Des bruits de pas se firent alors entendre à l'entrée de la grotte, me faisant sortir de ma douce torpeur. Plusieurs visages se tournèrent dans leurs directions, et je suivis le mouvement. Mon cœur fit un drôle de bond dans ma poitrine lorsque j'identifiai la personne qui entrait. Narghaash pénétra dans la grotte, et sa silhouette imposante jeta un silence sur ses habitants. Je ne sentis même pas la légère crainte qui s'éleva du groupe des femmes, ni la vague de respect qui se détacha du groupe des orques et des Uruks, mes yeux étaient fixés sur celui que j'avais attendu de voir depuis mon réveil. Restant assise, je bougeai légèrement sur mes appuis. Mon mouvement attira l'attention de Narghaash. Nos regards s'accrochèrent aussitôt, et ne pouvant me retenir de lui faire comprendre que j'étais heureuse de le voir, je lui souris. Son visage resta impassible, mais je pu lire dans ses yeux un soulagement immense, mêlés à d'autres choses que je fus incapable d'interpréter. Je sentis qu'il aurait voulu faire un mouvement vers moi. Mais il sembla se retenir, et détacha son regard du mien. Il posa son arc contre le mur de la grotte, et rejoignit ses semblables. Presque déçue, je baissai les yeux. Je me tournai à nouveau vers le groupe de femmes, et sentant le poids de leur regard sur moi, je relevai le menton dans une attitude de défi. Elles arrêtèrent aussitôt de me fixer, et reprirent leurs tâches. Je croisai les prunelles d'Angélique, et y lut de l'incompréhension. J'haussai alors les épaules, et m'allongeai sur le sol en terre battu de la grotte, épuisée.
A travers les flammes, je pouvais voir Narghaash parler avec ses semblables, et le détaillai un instant. Il ne portait qu'un pagne, ceint autour de ses reins, mais semblait s'être trouvé de lourdes bottes qui lui arrivaient jusqu'aux genoux. Je portai un regard légèrement inquiet sur son dos et son torse, cherchant ses plaies. Avec soulagement, je remarquai que la plupart semblaient s'être refermées. Quant aux autres… il leur faudrait encore un peu de temps. Soudain, il sembla sentir mon regard sur lui et se retourna, ses yeux aux pupilles de chat cherchant l'auteur de ce malaise. Aussitôt, je fermai les paupières, espérant qu'il croirait que je dormais déjà. Quelques instants plus tard, je les rouvris à demi, puis entièrement quand je vis qu'il s'était retourné. Un léger rire monta en moi : ce que je pouvais être bête.

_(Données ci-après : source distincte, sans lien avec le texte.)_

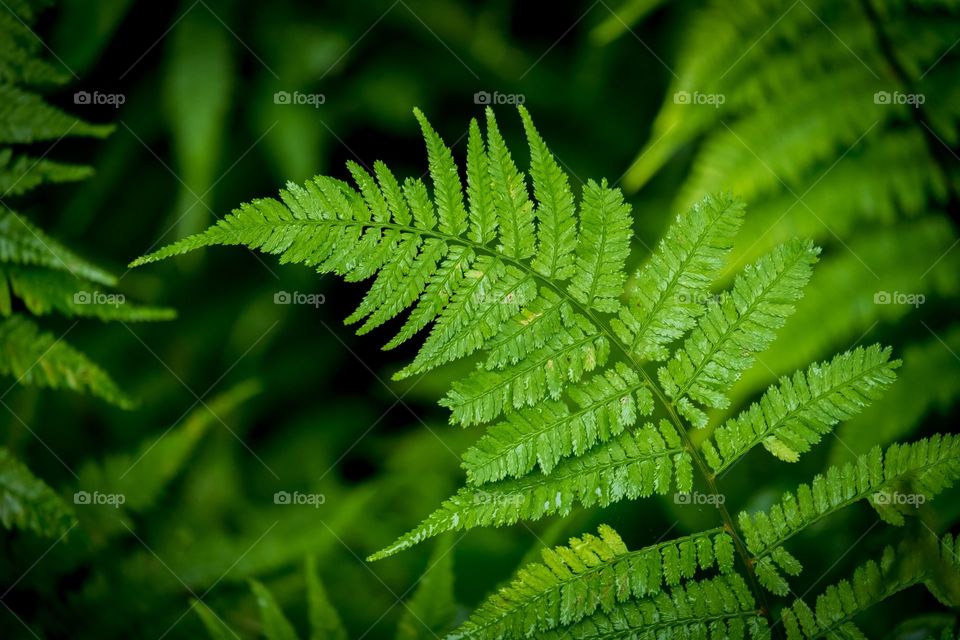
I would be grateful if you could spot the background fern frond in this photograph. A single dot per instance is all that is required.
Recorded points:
(926, 468)
(42, 359)
(26, 502)
(872, 583)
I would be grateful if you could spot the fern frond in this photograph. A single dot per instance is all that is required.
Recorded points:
(720, 608)
(671, 285)
(734, 328)
(608, 404)
(26, 118)
(447, 190)
(26, 502)
(570, 352)
(19, 174)
(43, 360)
(641, 463)
(794, 415)
(602, 249)
(592, 573)
(556, 221)
(923, 468)
(872, 583)
(511, 201)
(45, 290)
(23, 243)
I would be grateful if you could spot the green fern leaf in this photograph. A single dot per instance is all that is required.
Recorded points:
(672, 285)
(482, 214)
(605, 231)
(26, 502)
(511, 200)
(45, 290)
(794, 415)
(43, 360)
(631, 465)
(447, 190)
(734, 328)
(720, 608)
(872, 583)
(591, 573)
(24, 244)
(556, 222)
(568, 354)
(891, 481)
(19, 174)
(608, 404)
(26, 118)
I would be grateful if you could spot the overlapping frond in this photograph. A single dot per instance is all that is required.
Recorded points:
(607, 404)
(720, 608)
(591, 573)
(641, 463)
(42, 359)
(734, 328)
(26, 502)
(895, 482)
(671, 288)
(872, 583)
(531, 285)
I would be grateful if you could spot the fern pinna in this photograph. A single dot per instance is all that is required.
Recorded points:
(533, 288)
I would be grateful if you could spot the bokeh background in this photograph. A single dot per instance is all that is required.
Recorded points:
(775, 101)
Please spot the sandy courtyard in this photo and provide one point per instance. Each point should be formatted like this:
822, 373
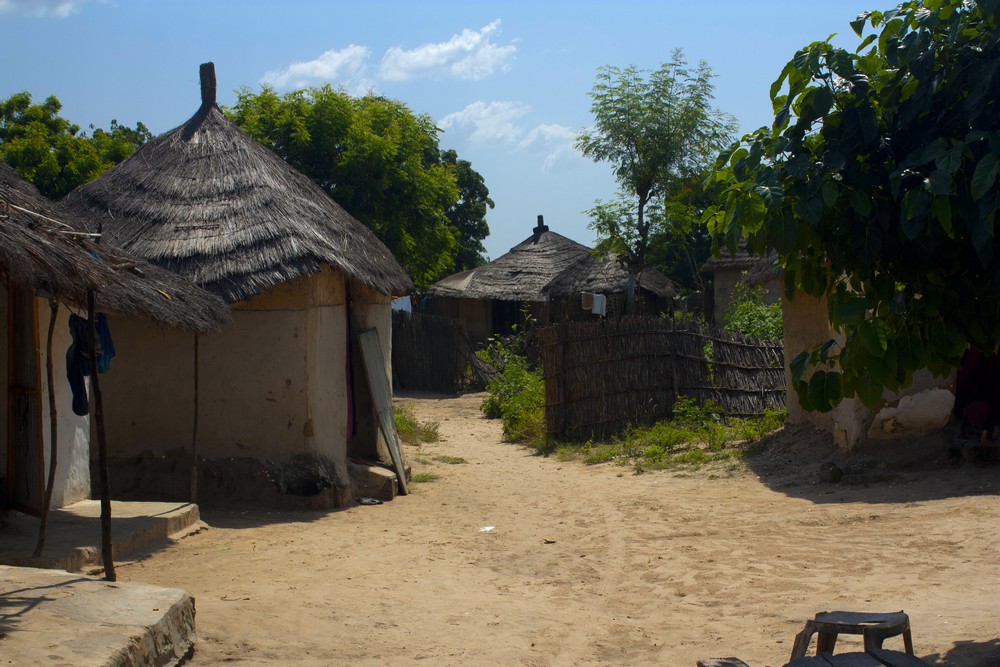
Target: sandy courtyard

Secouant mentalement la tête, je m'installai un peu plus confortablement et fermai les yeux. Je n'eus le temps d'explorer que quelques pensées avant que le sommeil ne m'attrape et m'emporte loin de ce monde. L'une d'entre elles, fut le fait que je devais impérativement me lancer dans l'apprentissage intensif de leur langue si je voulais un jour communiquer avec eux. Je me promis intérieurement d'apprendre par cœur le plus de mots possibles dès le lendemain. Contente de cet objectif, je sombrai dans le sommeil en m'imaginant dire merci à Narghaash de m'avoir sauvé la vie, dans sa langue.